At its core, data science is about extracting insights from data. This data can come from a variety of sources, including social media, sensors, transactions, and more. Data science is a combination of art and science, and the best data scientists are those who are able to think creatively about data.
What is data exploration?
Data exploration is the process of analyzing datasets to find patterns and relationships, and is sometimes more formally referred to as exploratory data analysis (EDA). Exploring data can help you to develop hypotheses about how different variables are related. Additionally, it can help you to identify which variables are the most important in predicting a particular outcome. Exploring the data can help you to understand the data better and to develop intuition about how the data behaves.
You can think of data exploration as a task of excavation; you might have some idea of what you hope to find, but you’ll likely find all sorts of interesting statistics, observations, and unexpected treasures along the way. Data exploration requires a sense of curiosity and desire to get to know your data better. This can take a variety of different forms from traditional statistics to visualizations. Even if you don’t use each statistic or visualization in your final model, everything that you learn about your data will improve the quality and completeness of your ultimate analysis.
As you’re exploring your data, you want to be able to move quickly as you generate questions and examine different ideas and trains of thought. As a result, you want a tool that allows you to move freely and agilely. At Einblick, our goal is to remove barriers for data scientists, and a key part of this is making data exploration and EDA as easy as possible. With our uniquely visual and collaborative canvas, users can use our chart cell to create histograms, scatter plots, bar plots, box plots, and other visualizations with just a drag-and-drop, so data scientists can spend less time on these repetitive tasks, and more time on tuning models and extracting insights.
In Einblick, you can also use our profiler cell to get quick summary statistics about each variable in your dataset and use our Python cell to create custom Python code and visualizations. With the shared kernel, you can save variables, create visualizations, and build models all in the same canvas. The 2-D space allows you to drag-and-drop and compare visualizations side-by-side very easily, as well as iterate on different versions of code snippets quickly. You can then feed in any datasets you create into other operators like our key driver analysis and AutoML operators to quickly get results via our progressive computation engine.
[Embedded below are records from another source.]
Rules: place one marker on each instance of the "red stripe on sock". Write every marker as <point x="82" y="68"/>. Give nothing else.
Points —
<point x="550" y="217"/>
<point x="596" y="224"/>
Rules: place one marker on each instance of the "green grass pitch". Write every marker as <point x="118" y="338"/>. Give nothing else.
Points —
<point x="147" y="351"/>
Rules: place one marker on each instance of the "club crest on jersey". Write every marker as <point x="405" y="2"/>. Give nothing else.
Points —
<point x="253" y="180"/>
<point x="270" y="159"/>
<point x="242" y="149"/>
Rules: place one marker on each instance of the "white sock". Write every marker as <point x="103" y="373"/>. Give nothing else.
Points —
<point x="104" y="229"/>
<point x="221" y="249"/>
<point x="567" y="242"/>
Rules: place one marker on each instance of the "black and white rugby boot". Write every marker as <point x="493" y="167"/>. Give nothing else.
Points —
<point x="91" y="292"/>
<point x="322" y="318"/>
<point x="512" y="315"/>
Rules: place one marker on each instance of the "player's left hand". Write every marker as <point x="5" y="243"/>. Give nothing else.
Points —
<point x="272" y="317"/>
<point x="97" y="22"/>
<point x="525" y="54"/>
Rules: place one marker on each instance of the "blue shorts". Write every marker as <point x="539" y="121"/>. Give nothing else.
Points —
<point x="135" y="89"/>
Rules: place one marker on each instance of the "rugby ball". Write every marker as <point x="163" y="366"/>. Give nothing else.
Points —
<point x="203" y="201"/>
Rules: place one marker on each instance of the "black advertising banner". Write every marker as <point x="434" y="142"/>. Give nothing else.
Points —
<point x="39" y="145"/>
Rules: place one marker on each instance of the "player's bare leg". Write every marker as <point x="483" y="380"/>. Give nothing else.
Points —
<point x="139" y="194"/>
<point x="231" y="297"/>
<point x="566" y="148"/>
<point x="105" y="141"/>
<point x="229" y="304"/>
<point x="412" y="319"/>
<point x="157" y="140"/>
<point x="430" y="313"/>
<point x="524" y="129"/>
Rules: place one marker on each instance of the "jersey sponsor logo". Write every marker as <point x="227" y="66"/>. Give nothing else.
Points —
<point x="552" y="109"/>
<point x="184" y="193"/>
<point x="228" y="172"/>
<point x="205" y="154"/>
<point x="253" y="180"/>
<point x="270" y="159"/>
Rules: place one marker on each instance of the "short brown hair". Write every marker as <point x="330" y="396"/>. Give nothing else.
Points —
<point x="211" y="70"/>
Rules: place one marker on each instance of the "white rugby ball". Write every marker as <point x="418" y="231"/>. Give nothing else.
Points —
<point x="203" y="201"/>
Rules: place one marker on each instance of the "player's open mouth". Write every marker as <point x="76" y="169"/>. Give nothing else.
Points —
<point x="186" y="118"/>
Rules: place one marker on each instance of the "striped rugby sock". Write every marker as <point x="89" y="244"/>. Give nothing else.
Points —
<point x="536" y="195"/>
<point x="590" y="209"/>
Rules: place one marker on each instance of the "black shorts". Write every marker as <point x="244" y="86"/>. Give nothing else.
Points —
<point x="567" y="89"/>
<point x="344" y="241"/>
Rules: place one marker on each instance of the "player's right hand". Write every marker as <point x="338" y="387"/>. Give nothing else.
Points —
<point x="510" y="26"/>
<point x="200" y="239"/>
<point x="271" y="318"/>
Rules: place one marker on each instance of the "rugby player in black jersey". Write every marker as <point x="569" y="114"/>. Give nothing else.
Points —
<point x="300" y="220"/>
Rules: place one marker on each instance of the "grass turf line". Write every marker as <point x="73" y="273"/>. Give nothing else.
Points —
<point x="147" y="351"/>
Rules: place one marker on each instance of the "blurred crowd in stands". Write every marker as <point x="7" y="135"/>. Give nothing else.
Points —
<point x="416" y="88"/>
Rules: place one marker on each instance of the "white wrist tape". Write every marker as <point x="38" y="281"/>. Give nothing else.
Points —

If you’re new to data exploration or would like a tutorial, check out our in-depth blog post about EDA in Python.
Data exploration techniques
Let’s go over some common techniques and topics to help you understand your data and communicate insights. These techniques can help develop a more intuitive understanding of data, which in turn allows a more effective explanation of what story the data is telling us. We can break down data exploration into two main categories that have some overlap–visualizations and statistics or numbers. Let’s start with visualizations.
Visual data exploration
The first and perhaps easiest way to explore data is visual data exploration. Wander through looking for patterns hoping that our intuition and previous experience with other data exploration techniques and data analytics approaches will yield positive results. This can mean looking at tables as you sort or filter the data in different ways. This can also mean creating simple charts without manipulating the data, for example, box plots, histograms, or scatterplots to show the distribution of continuous variables. You can also create bar plots to summarize categorical data. Remember when creating visualizations to always include labels and reasonable axes so that your visualizations can be interpreted accurately and easily by other stakeholders, and yourself if you ever need to revisit your work at a later time.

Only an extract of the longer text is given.